Daily join fails with 403. Room URL is wrong, the room expired, or it requires a meeting token.

Full troubleshooting guide: Voice Agent API docs.

Frequently asked questions

What is AssemblyAI's Voice Agent API?

A single WebSocket endpoint that handles the entire voice-agent pipeline server-side: speech recognition, LLM reasoning, and TTS. You send PCM audio in and get PCM audio back, with neural turn detection, barge-in, and tool calling built in.

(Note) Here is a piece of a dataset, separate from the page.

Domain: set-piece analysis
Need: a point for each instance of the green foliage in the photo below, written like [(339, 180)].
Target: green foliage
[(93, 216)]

How does the Daily.co Python SDK send audio to a voice agent?

The daily-python SDK exposes per-participant audio renderers via set_participant_audio_renderer. Daily decodes the remote WebRTC track to mono PCM16 and invokes your callback. You forward those bytes as input.audio events to the Voice Agent API.

What sample rate does it use?

The Voice Agent API defaults to 24 kHz PCM16 in both directions. Daily's renderer delivers 16 kHz. The bot resamples 16 kHz ↔ 24 kHz at the bridge.

How do I publish reply audio back into a Daily room?

Register a virtual mic with daily.Daily.create_microphone_device(...), enable it on join, and call mic_device.write_frames(pcm_bytes) with each reply chunk. Daily publishes it like a normal participant's mic.

Can the bot handle multiple humans?

Yes. update_subscriptions(participant_settings={"*": ...}) subscribes to everyone. The audio renderer fires per-participant so you know who's speaking.

Does this work with phone callers?

Yes. Daily supports SIP/PSTN dial-in. Daily transcodes the carrier audio for you — no extra code on your side.

How much does it cost?

AssemblyAI offers a free tier. Daily offers 10,000 free participant minutes/month. See the AssemblyAI pricing page.